Chapter 250: New to the Team
The next morning came with cracking news!
The government was not done with their initial regulation against cryptocurrency.
From Business Everyday, the anchor delivered the news and his voice throughout was flat and practiced, barely disguising the subtle tone of state-sponsored disapproval beneath the careful inflection.
"And in Washington, the Department of Financial Integrity has announced a formal classification review of decentralized virtual currencies, citing growing concerns over capital flight, tax evasion, and the absence of centralized oversight. This comes just weeks after the Federal Banking Advisory issued an internal memo urging major institutions to avoid exposure to 'untraceable or unregulated digital commodities,' specifically naming Bitcoin and emerging forks thereof."

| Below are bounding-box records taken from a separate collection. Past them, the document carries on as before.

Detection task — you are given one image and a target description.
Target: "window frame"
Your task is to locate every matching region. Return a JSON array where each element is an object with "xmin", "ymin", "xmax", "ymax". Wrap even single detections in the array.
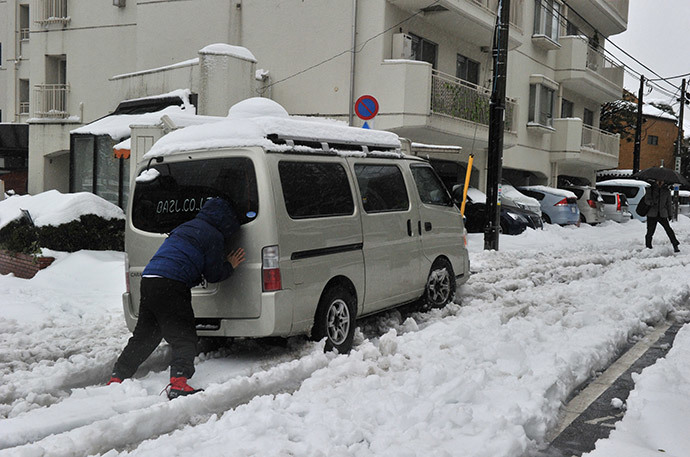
[
  {"xmin": 409, "ymin": 33, "xmax": 438, "ymax": 70},
  {"xmin": 527, "ymin": 83, "xmax": 556, "ymax": 128},
  {"xmin": 353, "ymin": 162, "xmax": 411, "ymax": 214},
  {"xmin": 277, "ymin": 159, "xmax": 355, "ymax": 220},
  {"xmin": 533, "ymin": 0, "xmax": 562, "ymax": 43}
]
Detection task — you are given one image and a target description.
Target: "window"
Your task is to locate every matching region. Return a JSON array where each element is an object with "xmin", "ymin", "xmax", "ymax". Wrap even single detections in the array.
[
  {"xmin": 534, "ymin": 0, "xmax": 561, "ymax": 42},
  {"xmin": 410, "ymin": 34, "xmax": 438, "ymax": 68},
  {"xmin": 582, "ymin": 108, "xmax": 594, "ymax": 127},
  {"xmin": 355, "ymin": 165, "xmax": 410, "ymax": 213},
  {"xmin": 278, "ymin": 161, "xmax": 355, "ymax": 219},
  {"xmin": 130, "ymin": 157, "xmax": 259, "ymax": 233},
  {"xmin": 410, "ymin": 166, "xmax": 453, "ymax": 206},
  {"xmin": 561, "ymin": 98, "xmax": 573, "ymax": 119},
  {"xmin": 455, "ymin": 54, "xmax": 479, "ymax": 84},
  {"xmin": 19, "ymin": 79, "xmax": 30, "ymax": 114},
  {"xmin": 528, "ymin": 84, "xmax": 554, "ymax": 127}
]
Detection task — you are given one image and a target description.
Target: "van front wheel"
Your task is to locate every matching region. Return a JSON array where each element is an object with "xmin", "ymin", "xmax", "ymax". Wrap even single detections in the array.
[
  {"xmin": 424, "ymin": 259, "xmax": 455, "ymax": 308},
  {"xmin": 312, "ymin": 286, "xmax": 355, "ymax": 354}
]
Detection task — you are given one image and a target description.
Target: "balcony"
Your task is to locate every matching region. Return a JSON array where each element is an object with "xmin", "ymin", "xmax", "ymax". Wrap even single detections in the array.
[
  {"xmin": 388, "ymin": 0, "xmax": 524, "ymax": 50},
  {"xmin": 431, "ymin": 70, "xmax": 516, "ymax": 132},
  {"xmin": 551, "ymin": 118, "xmax": 620, "ymax": 169},
  {"xmin": 568, "ymin": 0, "xmax": 630, "ymax": 37},
  {"xmin": 555, "ymin": 36, "xmax": 625, "ymax": 103},
  {"xmin": 34, "ymin": 84, "xmax": 70, "ymax": 119},
  {"xmin": 36, "ymin": 0, "xmax": 71, "ymax": 26},
  {"xmin": 370, "ymin": 60, "xmax": 518, "ymax": 152}
]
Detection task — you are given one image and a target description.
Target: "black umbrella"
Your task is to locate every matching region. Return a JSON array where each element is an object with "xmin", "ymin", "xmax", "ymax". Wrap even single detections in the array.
[{"xmin": 633, "ymin": 167, "xmax": 690, "ymax": 186}]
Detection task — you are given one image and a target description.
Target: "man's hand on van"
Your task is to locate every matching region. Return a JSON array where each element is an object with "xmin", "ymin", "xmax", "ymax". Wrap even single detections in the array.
[{"xmin": 227, "ymin": 248, "xmax": 246, "ymax": 270}]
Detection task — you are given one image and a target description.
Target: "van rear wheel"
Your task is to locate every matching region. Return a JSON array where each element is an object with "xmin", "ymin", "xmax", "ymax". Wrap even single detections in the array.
[
  {"xmin": 424, "ymin": 259, "xmax": 455, "ymax": 308},
  {"xmin": 312, "ymin": 285, "xmax": 356, "ymax": 354}
]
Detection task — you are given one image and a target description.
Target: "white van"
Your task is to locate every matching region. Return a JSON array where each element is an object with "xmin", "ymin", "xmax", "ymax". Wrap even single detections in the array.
[
  {"xmin": 123, "ymin": 99, "xmax": 469, "ymax": 352},
  {"xmin": 596, "ymin": 179, "xmax": 649, "ymax": 221}
]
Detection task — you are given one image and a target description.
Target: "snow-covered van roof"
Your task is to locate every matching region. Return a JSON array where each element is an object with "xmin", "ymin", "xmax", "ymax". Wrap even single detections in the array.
[
  {"xmin": 597, "ymin": 179, "xmax": 649, "ymax": 187},
  {"xmin": 143, "ymin": 97, "xmax": 402, "ymax": 160}
]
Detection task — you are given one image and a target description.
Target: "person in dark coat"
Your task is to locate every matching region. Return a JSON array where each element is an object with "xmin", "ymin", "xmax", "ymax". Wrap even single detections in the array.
[
  {"xmin": 108, "ymin": 198, "xmax": 245, "ymax": 399},
  {"xmin": 644, "ymin": 181, "xmax": 680, "ymax": 252}
]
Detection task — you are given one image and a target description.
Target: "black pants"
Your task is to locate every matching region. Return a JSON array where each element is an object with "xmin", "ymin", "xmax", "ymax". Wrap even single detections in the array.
[
  {"xmin": 113, "ymin": 278, "xmax": 198, "ymax": 379},
  {"xmin": 645, "ymin": 216, "xmax": 680, "ymax": 248}
]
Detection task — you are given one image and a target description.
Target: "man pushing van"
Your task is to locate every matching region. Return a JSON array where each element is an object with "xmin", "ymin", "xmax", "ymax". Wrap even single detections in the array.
[{"xmin": 108, "ymin": 198, "xmax": 245, "ymax": 400}]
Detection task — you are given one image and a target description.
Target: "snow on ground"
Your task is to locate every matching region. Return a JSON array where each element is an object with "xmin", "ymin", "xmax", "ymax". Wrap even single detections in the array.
[{"xmin": 0, "ymin": 217, "xmax": 690, "ymax": 457}]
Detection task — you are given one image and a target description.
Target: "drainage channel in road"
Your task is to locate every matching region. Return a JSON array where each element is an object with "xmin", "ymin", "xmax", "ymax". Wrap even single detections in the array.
[{"xmin": 538, "ymin": 323, "xmax": 684, "ymax": 457}]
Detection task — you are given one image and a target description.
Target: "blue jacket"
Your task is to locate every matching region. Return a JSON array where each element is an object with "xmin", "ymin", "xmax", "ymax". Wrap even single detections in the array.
[{"xmin": 142, "ymin": 198, "xmax": 240, "ymax": 288}]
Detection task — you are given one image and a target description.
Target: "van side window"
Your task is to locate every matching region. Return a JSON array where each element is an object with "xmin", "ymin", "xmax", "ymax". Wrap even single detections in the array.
[
  {"xmin": 355, "ymin": 164, "xmax": 410, "ymax": 213},
  {"xmin": 410, "ymin": 166, "xmax": 453, "ymax": 206},
  {"xmin": 278, "ymin": 160, "xmax": 355, "ymax": 219}
]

The ticker at the bottom of the screen rolled on, bright red against the gray-blue tones of the newsroom feed:
BREAKING: Treasury Considers Sanctions on Firms Holding Unregistered Digital Assets.
SEC Demands Transparency Reports from Crypto-Heavy Portfolios.
White House: "Digital Coins Pose Unprecedented Risk to National Economic Stability."
The good news was that it was far from a ban.
The bad news was that it wasn't nothing.
This still smelled of danger; one that could put Darren Steele and his company which was barely a year old in huge economic trouble.
The TV news turned mute as the major employees of Steele Investments entered the main conference room. Amber light poured through the large west-facing windows, catching the faint flecks of dust that floated in slow spirals near the dark wood table, around which six people were already gathered.
Rachel sat nearest to the door, blazer draped over the back of her chair and a legal pad full of half-legible scribbles at her elbow. Her dark curls were pinned back today, a no-nonsense bun that only half matched the easy confidence with which she leaned back, tapping her pen against the table's edge.
Kara was a few seats down, legs crossed, one boot resting on the edge of the leg support bar. She had a laptop on her lap but wasn't really using it, her gaze instead fixed lazily on the news broadcast as she took slow sips from a tall thermos with a black skull sticker near the top.
Amelia sat closer to the center, posture neat and straight, one ankle tucked behind the other. Her glasses reflected the glow from her slate as she made quiet updates to the project tracking document, pausing only to glance toward Sandy now and then, her eyes full of thoughtful calculation.
Sandy Meyers, as ever, wore her composure like fine silk. She'd arrived early and taken her usual place at the left-hand side of the table, folders neatly aligned, coffee untouched. Though her expression was calm, her foot tapped occasionally beneath the table. She was thinking. Hard.
Simon Wilkes was mid-laugh, leaning slightly toward Miranda, who was already shaking her head.
"I'm telling you," Simon said with an animated voice, "once the Eastern Corridor rail clears its dispute with the freight union, we'll have our steel imports down twenty percent in six months."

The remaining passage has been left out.